The fault for this evasion lies as much, if not more, with President Bush and Congress as it does with Mr. Mukasey. Mr. Bush authorized waterboarding in the past, most notably against al-Qaida leader Khalid Sheikh Mohammed. If Mr. Mukasey now condemns the interrogation method as unconstitutional, he would probably be in conflict with Justice Department memoranda that implicitly endorse such techniques and that have been used by CIA interrogators and others to cloak their actions in legal legitimacy. The president could also be legally implicated for approving the method.
Democratic senators are demanding that Mr. Mukasey declare waterboarding illegal before they will vote to confirm him. But Congress has failed to pass laws that explicitly ban waterboarding and other acts that constitute either torture or cruel, inhuman and degrading treatment, a lesser category of abuse also banned by international treaty. Instead, legislators have repeatedly agreed to definitions of inhumane treatment that have allowed the abuse of foreign detainees to continue.

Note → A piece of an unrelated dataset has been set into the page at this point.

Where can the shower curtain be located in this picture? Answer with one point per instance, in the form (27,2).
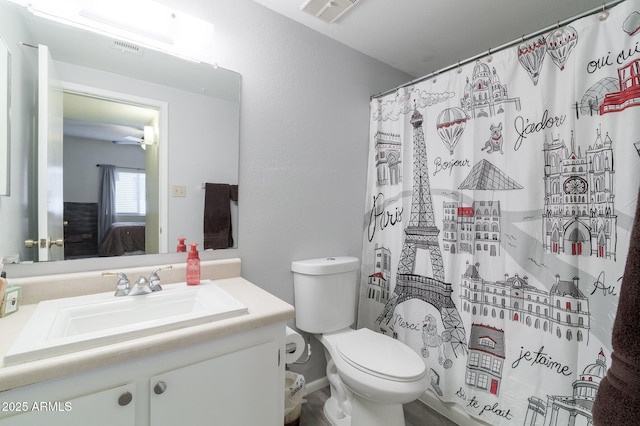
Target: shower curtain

If Democratic senators are serious about eliminating the use of waterboarding and other abusive interrogation techniques, they should seek to mandate that all questioning of foreign detainees be governed by the Army's interrogation field manual, which was recently updated. Top military officials, who have repeatedly argued that torture yields unreliable information and could expose U.S. soldiers to mistreatment, say the techniques contained in the field manual provide all the tools needed to obtain intelligence even from difficult subjects.
Mr. Mukasey may have a way out of his predicament. He could respond to the Senate's questions by saying that waterboarding should be judged as unacceptable under statutes passed by Congress since 2005, despite the loopholes those laws contain. Though the administration has sought to preserve its prerogative to use waterboarding, the technique reportedly has not been employed since then. He also could renew his promise to review all Justice Department memos regarding detainee treatment and correct or eliminate those that don't comport with the law. Then the animus swirling around Capitol Hill and throughout the blogosphere toward the attorney general nominee could be redirected more properly: at an administration that condoned torture and a Congress that did too little to stop it.